Coming back to the example that I show above with array a
and a.T
, let's look at the first example. We have an array a
which is stored as a contiguous block of memory as below -
Since an array needs to be stored in a contiguous manner so that other numpy operations can be properly applied, it is forced to create a copy of the numpy array since its really difficult to keep a track of the memory associated with the original elements for subsequent operations. This is why the a.T
gets a reshape output as a copy in this case.
Hopefully, this should explain your query. I am not that great at articulating so do let me know what part is confusing to you and I can edit my answer for a clearer explanation.
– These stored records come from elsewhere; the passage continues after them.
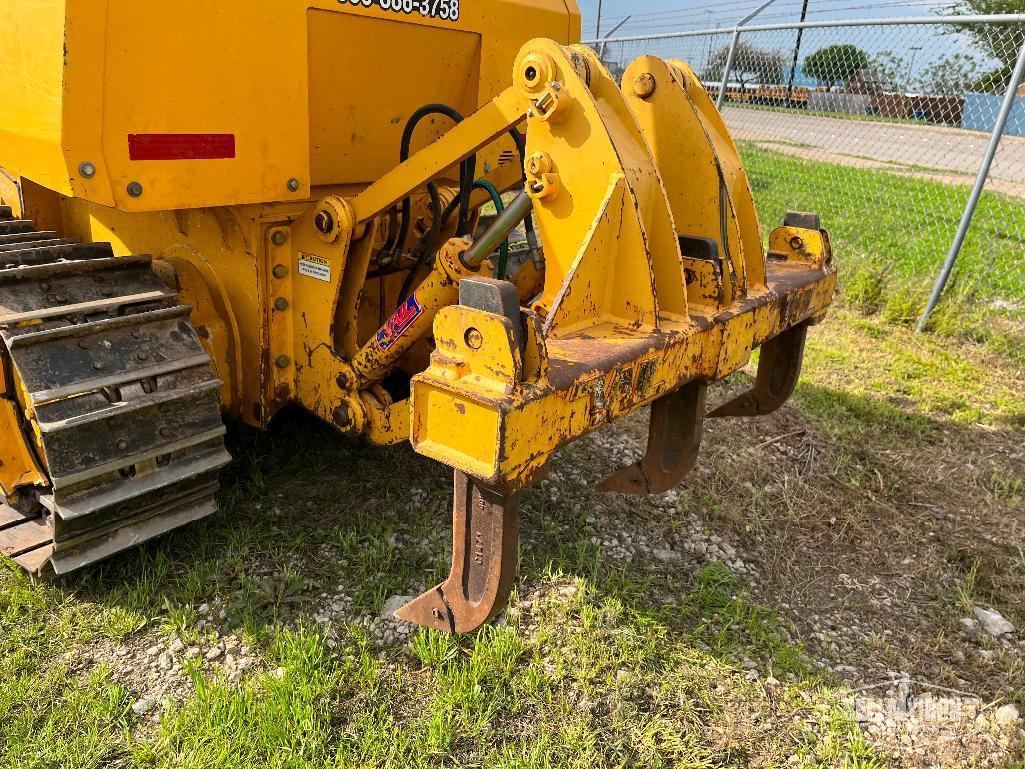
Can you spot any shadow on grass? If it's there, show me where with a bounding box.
[6,385,1020,767]
[63,377,1021,676]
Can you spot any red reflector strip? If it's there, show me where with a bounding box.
[128,133,235,160]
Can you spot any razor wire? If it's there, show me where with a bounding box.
[597,15,1025,351]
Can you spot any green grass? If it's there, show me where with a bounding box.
[6,310,1025,769]
[741,143,1025,360]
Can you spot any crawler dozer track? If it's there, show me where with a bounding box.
[0,206,231,574]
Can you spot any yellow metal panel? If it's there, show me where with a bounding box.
[0,0,579,211]
[0,0,71,194]
[412,391,501,478]
[310,10,483,185]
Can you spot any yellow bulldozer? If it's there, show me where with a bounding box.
[0,0,835,632]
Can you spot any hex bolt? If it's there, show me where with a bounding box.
[527,152,555,176]
[331,404,353,428]
[314,209,334,235]
[633,72,655,98]
[465,328,484,350]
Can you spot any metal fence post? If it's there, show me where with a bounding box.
[917,36,1025,333]
[715,0,776,110]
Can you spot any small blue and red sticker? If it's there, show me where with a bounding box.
[377,294,423,350]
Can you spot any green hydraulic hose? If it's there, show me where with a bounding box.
[474,178,509,280]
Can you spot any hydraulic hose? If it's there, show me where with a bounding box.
[474,178,509,280]
[394,104,477,257]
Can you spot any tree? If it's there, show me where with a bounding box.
[943,0,1025,93]
[805,43,871,88]
[921,52,983,96]
[869,50,911,91]
[701,41,786,83]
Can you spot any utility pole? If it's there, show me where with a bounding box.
[907,45,921,91]
[704,8,718,71]
[786,0,808,107]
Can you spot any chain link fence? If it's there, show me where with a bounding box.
[597,15,1025,358]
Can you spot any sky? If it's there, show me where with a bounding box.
[577,0,1025,87]
[578,0,949,40]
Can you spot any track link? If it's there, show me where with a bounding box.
[0,206,231,574]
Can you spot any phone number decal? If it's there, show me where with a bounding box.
[338,0,459,22]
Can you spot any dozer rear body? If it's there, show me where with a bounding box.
[0,0,835,632]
CodePudding user response:
I was going to repeat the core of my linked answer, and say that transpose
is the most likely case where reshape
will produce a copy.
But then I thought of a case where the view
is produces a non-contiguous selection:
In [181]: x = np.arange(16).reshape(4,4)
In [182]: x1 = x[::2,::2]
In [183]: x
Out[183]:
array([[ 0, 1, 2, 3],
[ 4, 5, 6, 7],
[ 8, 9, 10, 11],
[12, 13, 14, 15]])
In [184]: x1
Out[184]:
array([[ 0, 2],
[ 8, 10]])
In [185]: x1[0,0]=100
In [186]: x
Out[186]:
array([[100, 1, 2, 3],
[ 4, 5, 6, 7],
[ 8, 9, 10, 11],
[ 12, 13, 14, 15]])
x1
, created with basic indexing, is a view
. But a reshape of it is a copy:
In [187]: x2 = x1.reshape(-1)
In [188]: x2
Out[188]: array([100, 2, 8, 10])
In [189]: x2[0] = 200
In [190]: x1
Out[190]:
array([[100, 2],
[ 8, 10]])
In [191]: x
Out[191]:
array([[100, 1, 2, 3],
[ 4, 5, 6, 7],
[ 8, 9, 10, 11],
[ 12, 13, 14, 15]])
A simple test for a copy is to look at the ravel
. ravel
is a reshape
; if the ravel isn't the same as the originals, or a subset of it, it's a copy.
In [192]: x.ravel()
Out[192]:
array([100, 1, 2, 3, 4, 5, 6, 7, 8, 9, 10, 11, 12,
13, 14, 15])
In [193]: x1.ravel()
Out[193]: array([100, 2, 8, 10]) # x1 is a view, but a reshape is a copy
In [194]: xt = x.T
In [195]: xt
Out[195]:
array([[100, 4, 8, 12],
[ 1, 5, 9, 13],
[ 2, 6, 10, 14],
[ 3, 7, 11, 15]])
In [196]: xt.ravel() # xt is a view, but its reshape is a copy
Out[196]:
array([100, 4, 8, 12, 1, 5, 9, 13, 2, 6, 10, 14, 3,
7, 11, 15])
selecting two rows is a view, and its reshape is one too:
In [197]: x[:2].ravel()
Out[197]: array([100, 1, 2, 3, 4, 5, 6, 7])
In [198]: x[:2].ravel()[0]=200
In [199]: x
Out[199]:
array([[200, 1, 2, 3],
[ 4, 5, 6, 7],
[ 8, 9, 10, 11],
[ 12, 13, 14, 15]])
but not when selecting two columns:
In [200]: x[:,:2].ravel()
Out[200]: array([200, 1, 4, 5, 8, 9, 12, 13])
In [201]: x[:,:2].ravel()[0]=150
In [202]: x
Out[202]:
array([[200, 1, 2, 3],
[ 4, 5, 6, 7],
[ 8, 9, 10, 11],
[ 12, 13, 14, 15]])
As for predicting a copy without actually doing it - I'd depend more on experience than some code (which I attempted in the linked answer). I have a good idea of how the data is layed out, or can easily test for it.
Keep in mind when this copy/no-copy is important. As I showed, the copy case keeps us from modifying the original array. Whether that's good or not depends on the situation. In other cases we don't really care. The performance cost of a copy isn't that great.